The general point of view may be described as classicist
in literature, a royalist in politics, and
anglo-catholic in religion.
-T.S.
Eliot describing his worldview
Did T.S. Eliot have a sense of humor? I don't know; but, I sure as heck hope so. Because as we reach its end, the greatest poet of the 20th Century seems destined to be remembered as the guy who wrote Cats. His banishment from the canon was probably inevitable, what with being a white male Christian and the whiff of anti-Semitism wafting from him, but if he ever had a chance to cling to his spot on the basis of his early classics like The Wasteland and Prufrock, works like The Hollow Men pretty much guaranteed he would be consigned to oblivion. For this poem, while not as coherent an attack on Modern values or lack of said, as the writings of someone like C.S. Lewis, is certainly one of the most eloquent.
THE HOLLOW MEN (1927)
Mistah Kurtz-he dead.
A penny for the Old Guy
I
We are the hollow men
We are the stuffed men
Leaning together
Headpiece filled with straw. Alas!
Our dried voices, when
We whisper together
Are quiet and meaningless
As wind in dry grass
Or rat's feet over broken glass
In our dry cellar
Shape without form, shade without color,
Paralyzed force, gesture without motion;
Those who have crossed
With direct eyes, to death's other kingdom
Remember us - if at all - not as lost
Violent souls, but only
As the hollow men
The stuffed men.
II
Eyes I dare not meet in dreams
In death's dream kingdom
These do not appear:
There, the eyes are
Sunlight on a broken column
There, is a tree swinging
And voices are
In the wind's singing
More distant and more solemn
Than a fading star.
Let me be no nearer
In death's dream kingdom
Let me also wear
Such deliberate disguises
Rat's coat, crowskin, crossed staves
In a field
Behaving as the wind behaves
No nearer -
Not that final meeting
In the twilight kingdom
III
This is the dead land
This is the cactus land
Here the stone images
Are raised, here they recieve
The supplication of a dead man's hand
Under the twinkle of a fading star.
Is it like this
In death's other kingdom
Waking alone
At the hour when we are
Trembling with tenderness
Lips that would kiss
Form prayers to broken stone.
IV
The eyes are not here
There are no eyes here
In this valley of dying stars
In this hollow valley
This broken jaw of our lost kingdoms
In this last of meeting places
We grope together
And avoid speech
Gathered on this beach of the tumid river
Sightless, unless
The eyes reappear
As the perpetual star
Multifoliate rose
Of death's twilight kingdom
The hope only
Of empty men.
V
Here we go 'round the prickly pear
Prickly pear prickly pear
Here we go 'round the prickly pear
At five o'clock in the morning.
Between the idea
And the reality
Between the motion
And the act
Falls the shadow
For Thine is the Kingdom
Between the conception
And the creation
Between the emotion
And the response
Falls the shadow
Life is very long
Between the desire
And the spasm
Between the potency
And the existance
Between the essence
And the descent
Falls the shadow
For Thine is the Kingdom
For Thine is
Life is
For Thine is the
This is the way the world ends
This is the way the world ends
This is the way the world ends
Not with a bang but a whimper
I wouldn't pretend to understand all of this, nor exactly what it is he's trying to say, but I do know what it says to me. I take it as an indictment of Modern man and the failure of confidence that characterizes us. The epigraph about Mr. Kurtz, from Conrad's Heart of Darkness (see Review), seems to harken back longingly for even such monstrous men who at least believed in what they were doing, however horrific the results. It sets up a natural contrast to the hollowness of Modern man , who fundamentally believes in nothing and is, therefore, empty at the core of his being, like a Guy Fawkes dummy.

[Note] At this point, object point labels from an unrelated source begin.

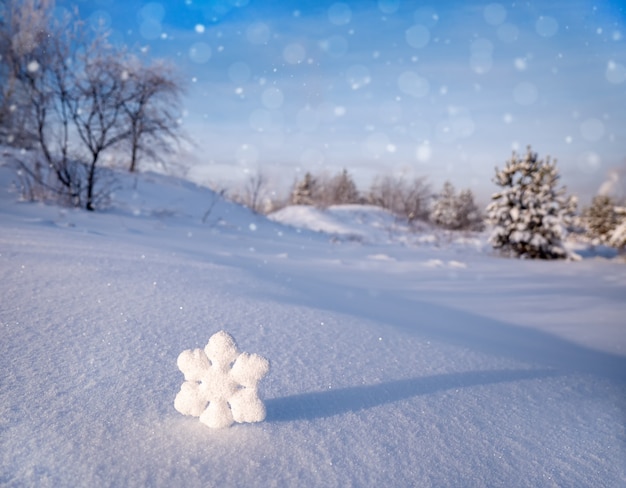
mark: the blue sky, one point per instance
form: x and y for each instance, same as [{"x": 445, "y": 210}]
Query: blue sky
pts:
[{"x": 443, "y": 89}]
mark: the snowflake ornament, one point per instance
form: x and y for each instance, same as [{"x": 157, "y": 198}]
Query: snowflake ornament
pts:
[{"x": 220, "y": 383}]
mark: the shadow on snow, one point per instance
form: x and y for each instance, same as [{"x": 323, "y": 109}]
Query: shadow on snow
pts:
[{"x": 322, "y": 404}]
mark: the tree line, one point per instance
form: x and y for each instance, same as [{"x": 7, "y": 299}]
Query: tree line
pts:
[{"x": 73, "y": 95}]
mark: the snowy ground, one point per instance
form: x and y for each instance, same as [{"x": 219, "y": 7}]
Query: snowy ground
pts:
[{"x": 408, "y": 361}]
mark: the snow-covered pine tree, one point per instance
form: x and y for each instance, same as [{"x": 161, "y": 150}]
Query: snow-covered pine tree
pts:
[
  {"x": 456, "y": 212},
  {"x": 529, "y": 214},
  {"x": 600, "y": 219},
  {"x": 444, "y": 212},
  {"x": 304, "y": 191}
]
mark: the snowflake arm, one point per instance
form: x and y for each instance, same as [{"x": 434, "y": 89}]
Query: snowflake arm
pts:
[{"x": 221, "y": 383}]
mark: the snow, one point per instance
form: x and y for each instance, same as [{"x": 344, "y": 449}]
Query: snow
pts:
[
  {"x": 217, "y": 392},
  {"x": 385, "y": 370}
]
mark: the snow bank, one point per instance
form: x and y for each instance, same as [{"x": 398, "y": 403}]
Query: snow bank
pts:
[{"x": 386, "y": 371}]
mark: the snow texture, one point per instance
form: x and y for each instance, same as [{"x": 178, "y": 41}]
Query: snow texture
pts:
[
  {"x": 221, "y": 383},
  {"x": 395, "y": 369}
]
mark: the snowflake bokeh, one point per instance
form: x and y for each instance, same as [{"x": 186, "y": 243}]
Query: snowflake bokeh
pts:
[{"x": 221, "y": 383}]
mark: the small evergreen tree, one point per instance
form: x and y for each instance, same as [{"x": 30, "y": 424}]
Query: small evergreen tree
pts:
[
  {"x": 456, "y": 212},
  {"x": 445, "y": 209},
  {"x": 600, "y": 219},
  {"x": 343, "y": 189},
  {"x": 304, "y": 192},
  {"x": 529, "y": 213}
]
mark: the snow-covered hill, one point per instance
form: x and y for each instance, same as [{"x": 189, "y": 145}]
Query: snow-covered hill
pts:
[{"x": 395, "y": 362}]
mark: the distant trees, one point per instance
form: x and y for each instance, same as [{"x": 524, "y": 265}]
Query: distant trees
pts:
[
  {"x": 405, "y": 198},
  {"x": 324, "y": 191},
  {"x": 529, "y": 213},
  {"x": 600, "y": 219},
  {"x": 79, "y": 96},
  {"x": 456, "y": 212}
]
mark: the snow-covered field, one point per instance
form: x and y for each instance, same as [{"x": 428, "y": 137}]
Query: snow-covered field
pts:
[{"x": 396, "y": 359}]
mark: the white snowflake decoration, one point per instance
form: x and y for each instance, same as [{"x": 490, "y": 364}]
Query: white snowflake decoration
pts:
[{"x": 221, "y": 383}]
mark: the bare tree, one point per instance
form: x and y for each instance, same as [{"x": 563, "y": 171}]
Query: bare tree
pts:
[
  {"x": 151, "y": 106},
  {"x": 408, "y": 199},
  {"x": 95, "y": 104},
  {"x": 255, "y": 192},
  {"x": 84, "y": 97},
  {"x": 23, "y": 30}
]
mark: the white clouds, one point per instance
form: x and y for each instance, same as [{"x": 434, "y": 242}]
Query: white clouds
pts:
[
  {"x": 413, "y": 84},
  {"x": 294, "y": 53},
  {"x": 239, "y": 72},
  {"x": 335, "y": 46},
  {"x": 546, "y": 26},
  {"x": 339, "y": 13},
  {"x": 417, "y": 36},
  {"x": 200, "y": 52},
  {"x": 272, "y": 98},
  {"x": 615, "y": 72},
  {"x": 258, "y": 33},
  {"x": 481, "y": 59},
  {"x": 357, "y": 76},
  {"x": 592, "y": 130},
  {"x": 494, "y": 14},
  {"x": 525, "y": 93}
]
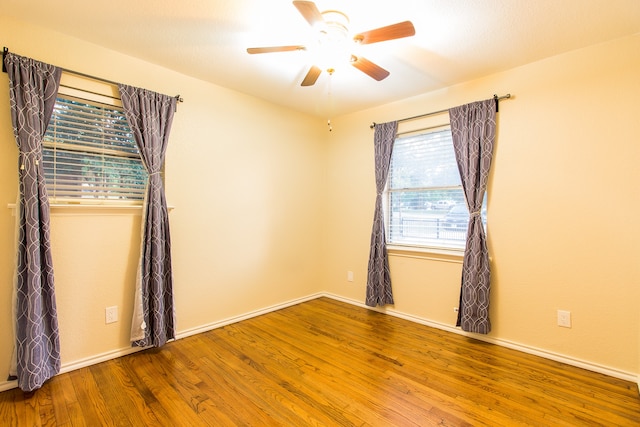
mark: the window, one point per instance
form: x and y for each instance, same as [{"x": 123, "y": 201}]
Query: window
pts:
[
  {"x": 90, "y": 155},
  {"x": 425, "y": 202}
]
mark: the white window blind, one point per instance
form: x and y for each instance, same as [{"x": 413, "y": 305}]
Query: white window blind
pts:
[
  {"x": 90, "y": 155},
  {"x": 425, "y": 201}
]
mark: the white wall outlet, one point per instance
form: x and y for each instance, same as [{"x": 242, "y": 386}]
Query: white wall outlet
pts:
[
  {"x": 111, "y": 314},
  {"x": 564, "y": 318}
]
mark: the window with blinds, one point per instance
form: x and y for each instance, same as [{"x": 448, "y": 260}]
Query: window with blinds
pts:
[
  {"x": 90, "y": 155},
  {"x": 425, "y": 201}
]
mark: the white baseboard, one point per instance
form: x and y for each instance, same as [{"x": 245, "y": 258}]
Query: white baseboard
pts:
[
  {"x": 616, "y": 373},
  {"x": 230, "y": 320},
  {"x": 612, "y": 372},
  {"x": 93, "y": 360}
]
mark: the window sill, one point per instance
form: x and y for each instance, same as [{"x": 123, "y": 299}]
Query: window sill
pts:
[
  {"x": 432, "y": 254},
  {"x": 96, "y": 209}
]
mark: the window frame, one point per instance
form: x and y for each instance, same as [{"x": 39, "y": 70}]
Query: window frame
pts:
[
  {"x": 102, "y": 95},
  {"x": 422, "y": 249}
]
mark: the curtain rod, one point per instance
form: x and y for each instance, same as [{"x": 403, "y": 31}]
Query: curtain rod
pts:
[
  {"x": 433, "y": 113},
  {"x": 77, "y": 73}
]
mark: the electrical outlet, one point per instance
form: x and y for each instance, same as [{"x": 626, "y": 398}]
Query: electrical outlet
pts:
[
  {"x": 111, "y": 314},
  {"x": 564, "y": 318}
]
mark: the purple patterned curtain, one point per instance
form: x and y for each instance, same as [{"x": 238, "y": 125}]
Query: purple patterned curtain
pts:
[
  {"x": 378, "y": 275},
  {"x": 33, "y": 87},
  {"x": 150, "y": 115},
  {"x": 473, "y": 128}
]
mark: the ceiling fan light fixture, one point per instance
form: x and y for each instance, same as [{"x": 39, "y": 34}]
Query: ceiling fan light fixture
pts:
[{"x": 333, "y": 42}]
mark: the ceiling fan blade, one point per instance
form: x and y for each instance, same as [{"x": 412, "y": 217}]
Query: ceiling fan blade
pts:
[
  {"x": 390, "y": 32},
  {"x": 369, "y": 68},
  {"x": 311, "y": 77},
  {"x": 271, "y": 49},
  {"x": 309, "y": 11}
]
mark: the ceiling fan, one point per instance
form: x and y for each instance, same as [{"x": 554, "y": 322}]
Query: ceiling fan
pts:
[{"x": 333, "y": 40}]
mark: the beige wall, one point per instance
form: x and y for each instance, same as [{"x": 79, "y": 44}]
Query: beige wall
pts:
[
  {"x": 270, "y": 207},
  {"x": 562, "y": 209},
  {"x": 242, "y": 174}
]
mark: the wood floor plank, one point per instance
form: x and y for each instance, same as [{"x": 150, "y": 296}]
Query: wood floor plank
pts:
[{"x": 327, "y": 363}]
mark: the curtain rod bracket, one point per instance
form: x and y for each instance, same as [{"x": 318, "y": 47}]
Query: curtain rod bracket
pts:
[
  {"x": 496, "y": 97},
  {"x": 4, "y": 54}
]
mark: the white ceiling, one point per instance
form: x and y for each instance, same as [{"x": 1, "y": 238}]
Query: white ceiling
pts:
[{"x": 455, "y": 41}]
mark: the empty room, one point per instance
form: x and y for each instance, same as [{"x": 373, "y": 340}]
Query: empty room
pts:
[{"x": 336, "y": 212}]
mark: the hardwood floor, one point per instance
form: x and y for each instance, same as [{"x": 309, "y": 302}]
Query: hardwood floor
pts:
[{"x": 326, "y": 363}]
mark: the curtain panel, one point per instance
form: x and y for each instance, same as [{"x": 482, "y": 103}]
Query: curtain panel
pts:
[
  {"x": 150, "y": 116},
  {"x": 33, "y": 87},
  {"x": 378, "y": 276},
  {"x": 473, "y": 128}
]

Two other powerful images really appeal to me. The comparison of the sound of modern voices to "rat's feet over broken glass" aptly dismisses all of the psycho babble and faux spirituality of the age, all of modernity's futile effort to replace the beliefs that have been discarded. And, of course, the great lines, "This is the way the world ends Not with a bang but a whimper" remind me of an argument that I used to enjoy during the Cold War when such melodramatics seemed more appropriate; that it would be better to just juke it out with the USSR, just let the missiles fly, than to gradually succumb to Communist domination. Of course, this seems like the product of unbalanced minds now that we've triumphed, but think back to things like Dr. Strangelove and you get a feel for the tenor of the confrontation between absolutists and appeasers. I for one preferred the bang to the whimper.
This is a powerful poem that rewards repeated readings, revealing different
interpretations and images with each successive return.